A decision has to be made about how much human control should be embedded into the operative process.
Maturity Positioning and Dynamic Path
By following the framework outlined previously, the control design of an AI system is supported with regards to the following facets:
During the initial design of the AI control mode, based on critical thinking, a decision has to be made about how much human control should be embedded into the operative process. For instance, for a first start, a mode might be chosen with less autonomy and more control, hence reducing the requirements with regard to the technical framework, yet with a higher operational burden. This decision should be critically founded on the intention of use and the risk portfolio of the specific AI system and on the company’s experience with AI system design and maintenance in general. The risk assessment mechanics specific to AI are not addressed in this article.

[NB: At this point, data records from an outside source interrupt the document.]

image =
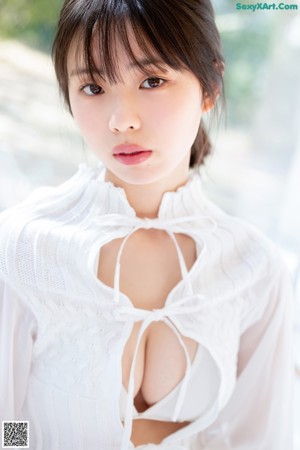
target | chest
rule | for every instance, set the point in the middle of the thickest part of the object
(149, 271)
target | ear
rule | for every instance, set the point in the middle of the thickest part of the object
(208, 103)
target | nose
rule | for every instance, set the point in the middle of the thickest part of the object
(124, 116)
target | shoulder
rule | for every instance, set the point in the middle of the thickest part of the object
(245, 252)
(24, 224)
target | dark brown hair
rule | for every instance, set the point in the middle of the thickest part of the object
(182, 33)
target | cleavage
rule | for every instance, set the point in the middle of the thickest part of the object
(149, 271)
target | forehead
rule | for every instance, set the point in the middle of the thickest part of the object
(108, 54)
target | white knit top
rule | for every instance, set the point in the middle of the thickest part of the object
(63, 331)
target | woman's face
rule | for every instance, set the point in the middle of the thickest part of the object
(159, 111)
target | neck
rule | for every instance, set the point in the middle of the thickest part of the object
(145, 199)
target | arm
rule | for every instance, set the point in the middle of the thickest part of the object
(259, 414)
(17, 328)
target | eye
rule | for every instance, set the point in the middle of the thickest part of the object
(153, 82)
(91, 89)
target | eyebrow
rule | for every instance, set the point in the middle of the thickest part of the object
(143, 62)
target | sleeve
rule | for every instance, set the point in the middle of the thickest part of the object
(259, 414)
(17, 332)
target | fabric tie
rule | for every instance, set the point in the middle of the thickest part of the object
(168, 314)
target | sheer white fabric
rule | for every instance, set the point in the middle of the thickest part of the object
(62, 333)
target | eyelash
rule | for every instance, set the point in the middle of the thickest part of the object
(82, 89)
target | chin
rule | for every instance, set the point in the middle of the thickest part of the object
(138, 176)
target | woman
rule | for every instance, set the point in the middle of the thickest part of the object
(135, 313)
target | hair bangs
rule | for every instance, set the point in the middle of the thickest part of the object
(109, 26)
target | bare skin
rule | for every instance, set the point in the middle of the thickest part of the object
(161, 361)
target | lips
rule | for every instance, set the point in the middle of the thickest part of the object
(128, 149)
(131, 154)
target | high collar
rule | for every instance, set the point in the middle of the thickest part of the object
(186, 199)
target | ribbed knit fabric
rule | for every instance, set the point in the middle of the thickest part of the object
(63, 333)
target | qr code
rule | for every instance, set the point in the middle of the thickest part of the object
(15, 434)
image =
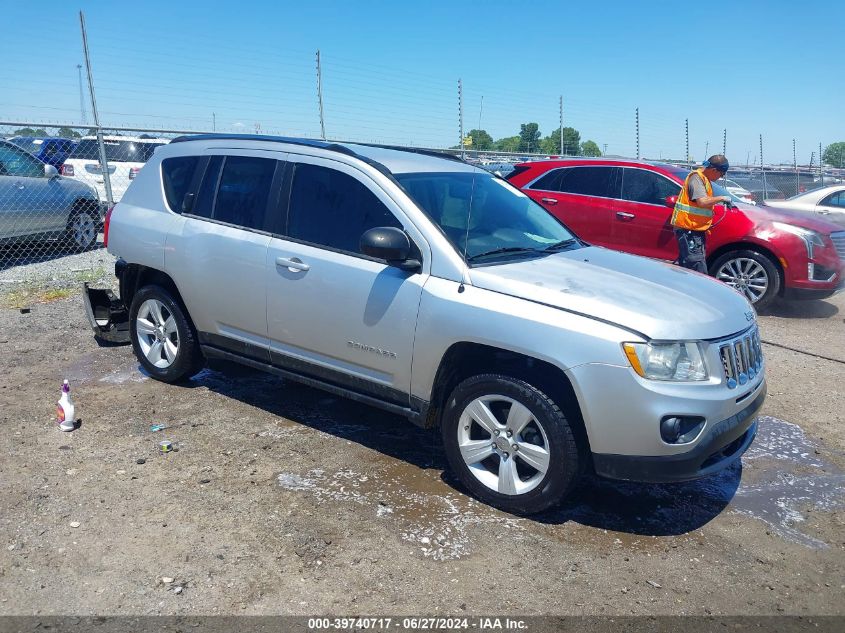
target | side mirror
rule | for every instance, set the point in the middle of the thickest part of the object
(391, 244)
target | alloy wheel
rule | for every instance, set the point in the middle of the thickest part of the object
(503, 444)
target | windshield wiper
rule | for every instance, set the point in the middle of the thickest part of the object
(563, 245)
(506, 249)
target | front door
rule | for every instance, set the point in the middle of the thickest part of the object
(218, 252)
(332, 312)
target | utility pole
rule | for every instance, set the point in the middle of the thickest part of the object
(320, 97)
(81, 96)
(637, 115)
(104, 166)
(821, 165)
(461, 116)
(561, 124)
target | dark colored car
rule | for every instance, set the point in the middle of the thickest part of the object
(49, 150)
(626, 205)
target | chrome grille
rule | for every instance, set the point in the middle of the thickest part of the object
(838, 239)
(742, 358)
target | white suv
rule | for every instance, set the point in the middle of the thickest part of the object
(125, 156)
(436, 290)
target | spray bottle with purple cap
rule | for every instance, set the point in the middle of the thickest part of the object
(65, 411)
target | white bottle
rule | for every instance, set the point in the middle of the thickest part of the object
(66, 411)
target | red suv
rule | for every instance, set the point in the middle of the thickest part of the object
(626, 205)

Once the AI system has been established, it should be continuously evaluated for whether the control design and the positioning in the maturity space are still appropriate, considering results from validation activities, post-market monitoring, and risk assessment updates, and from a business point of view, the balance of operational and technical burden. This evaluation may direct the design in either direction, e.g., the control design may be tightened (with more human control, less autonomy), given newly identified risks, or the AI system’s autonomy may be expanded, accompanied by tighter technical control measures.
Management may consider the maturity model as a strategic instrument in order to dynamically drive the AI solution through its life cycle with regard to the system’s autonomy and human control.
Example (see Figure 3):
- The corporation decides to explore the usability of an AI system for a specific use case, parallel to an existing GxP-relevant process (AI validation level I).
- After successful introduction of the AI system, the AI system should take over the GxP process, while still in a locked-state operation mode and controlled for all instances (AI validation level III); at the same time, stricter technical and functional validation activities are introduced.
- Extending the AI system’s value-add further, the control design is changed to a mode in which not all instances are controlled; because it’s still operating in locked-state mode, AI validation level III applies. However, further controls such as sample checks of instances may be introduced, given the criticality of the GxP process.
- After having collected sufficient experience with regard to the AI system in its specific use case, the autonomy is increased such that the system may indicate necessary retraining (AI validation level IV).
- Extending the autonomy of the system further, the training process is now more oriented to the AI system’s mechanics, i.e., in the way the retrain-ing is performed, but the activation of such a new version is still verified by a human operator (still AI validation level IV).
- As the final step in the solution’s growth path, the control stage 4 is chosen so that the system controls itself (AI validation level V).
Because of the lack of AI/ML-specific regulations, other ways to determine the appropriate number of validation activities are required by the industry and development partners. The AI maturity model described in this article provides the rationale for the distinction among validation levels based on the AI model’s stage of autonomy and control design. We consider this maturity model as the starting point for further discussions and as the basis for a comprehensive guideline for the validation of applications based on AI/ML in the pharmaceutical industry. We believe that our model has great potential for application in other life sciences industries.
The authors thank the ISPE GAMP D/A/CH Working Group on AI Validation, led by Robert Hahnraths and Joerg Stueben, for their assistance in the preparation of this article and Martin Heitmann and Mathias Zahn for manuscript review.